Sulawesi Utara
Selamat Datang di Superhub PDIP Jatim

Berita Jatim

Hari Santri, Gubernur Khofifah Dorong Penguatan Kemandirian Ekonomi Santri Melalui Entrepreneurship

Peringati Hari Santri Nasional 2021, Gubernur Khofifah dorong penguatan kemandirian ekonomi santri, pesantren dan alumni melalui entrepreneurship.

Editor: Dwi Prastika
Istimewa/TribunJatim.com
Gubernur Jawa Timur, Khofifah Indar Parawansa serahkan penghargaan kepada juara lomba Inovasi Bisnis Entrepreneur kategori santri junior dan senior, Jumat (22/10/2021). 

TRIBUNJATIM.COM - Gubernur Jawa Timur, Khofifah Indar Parawansa mengajak segenap elemen masyarakat untuk menjadikan peringatan Hari Santri Nasional 2021 sebagai momentum untuk menguatkan kemandirian ekonomi pada pribadi santri, pesantren dan alumni. Caranya melalui pengembangan kewirausahaan (entrepreneurship).

“Membela tanah air bisa diwujudkan dengan menguatkan kemandirian ekonomi pada pribadi santri, pesantren dan alumninya. Karena itu, jiwa entrepreneurship harus ditanamkan dan dipraktikkan. Santri harus bisa menjadi bagian dari penguatan ekonomi Indonesia. Santri harus mampu menjadi motor penggerak roda perekonomian bangsa, bahkan dunia. Itu juga makna Nahdlottujjar. Bangkitnya para wirausaha,” kata Gubernur Khofifah saat menjadi Inspektur Upacara Peringatan Hari Santri Nasional 2021 di Gedung Negara Grahadi Surabaya, Jumat (22/10/2021).

Khofifah berharap, momentum Hari Santri Nasional ini bisa menggugah semangat kewirausahaan. Santri harus bisa menjadi pionir dalam mewarnai pertumbuhan ekonomi Indonesia dan dunia. Apalagi Indonesia merupakan negara dengan jumlah penduduk muslim terbesar dunia.

“Potensi yang dimiliki Indonesia sudah sepatutnya dapat menjadi kekuatan santri, pesantren dan alumni pesantren serta kekuatan pelaku ekonomi lainnya. Mari kita kerja keras, kolaboratif dan terukur agar Indonesia bukan lagi negara pengimpor halal food terbesar di dunia, tapi berubah menjadi negara pengekspor produk halal food,” katanya.

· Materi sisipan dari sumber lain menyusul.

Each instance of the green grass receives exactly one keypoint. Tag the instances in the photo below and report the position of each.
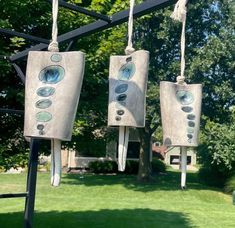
(106, 201)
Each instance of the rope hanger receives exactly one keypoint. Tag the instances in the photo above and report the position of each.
(129, 49)
(179, 14)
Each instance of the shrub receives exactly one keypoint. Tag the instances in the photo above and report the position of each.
(230, 184)
(103, 166)
(158, 166)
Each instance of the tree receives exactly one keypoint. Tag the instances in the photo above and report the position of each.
(209, 60)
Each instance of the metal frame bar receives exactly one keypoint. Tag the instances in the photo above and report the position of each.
(117, 18)
(23, 35)
(83, 10)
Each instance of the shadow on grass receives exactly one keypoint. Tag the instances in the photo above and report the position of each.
(167, 182)
(137, 218)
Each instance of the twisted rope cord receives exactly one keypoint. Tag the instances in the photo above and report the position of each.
(53, 46)
(179, 14)
(129, 49)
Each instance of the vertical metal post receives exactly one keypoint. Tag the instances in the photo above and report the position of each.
(31, 183)
(183, 151)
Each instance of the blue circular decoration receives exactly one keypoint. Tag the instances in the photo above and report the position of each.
(56, 58)
(43, 116)
(184, 97)
(127, 71)
(52, 74)
(191, 124)
(187, 109)
(120, 112)
(121, 88)
(121, 97)
(44, 103)
(190, 136)
(190, 130)
(120, 104)
(45, 91)
(40, 126)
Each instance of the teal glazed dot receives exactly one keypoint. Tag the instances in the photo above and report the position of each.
(120, 112)
(190, 130)
(52, 74)
(121, 97)
(127, 71)
(56, 58)
(44, 103)
(45, 91)
(191, 117)
(43, 116)
(184, 97)
(121, 88)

Hal ini dikarenakan sebagai negara dengan jumlah penduduk muslim terbesar dunia, Indonesia belum optimal sebagai produsen halal food. Di mana salah satu negara yang menjadi produsen makanan halal atau halal food terbesar di dunia adalah Brazil, disusul Australia. Sedangkan Indonesia merupakan pasar potensial bagi mereka.

“Idealnya, fenomena ini bisa berbalik. Produk halal food sangat mudah ditemui di Indonesia. Hampir semua produk makanan dari UKM dan UMKM di Indonesia tergolong halal food. Itu potensi yang luar biasa. Sayangnya, potensi itu belum dioptimalkan, sehingga Indonesia masih menjadi objek pasar,” katanya.

Hal ini, lanjutnya, selaras dengan pernyataan Wakil Presiden RI, KH Maruf Amin yakni Indonesia sudah saatnya membangun dan memperkuat industri produk halal. Harapan itu mulai direalisasikan secara perlahan. Salah satunya melalui kawasan industri halal yang berlokasi di Sidoarjo, Jawa Timur.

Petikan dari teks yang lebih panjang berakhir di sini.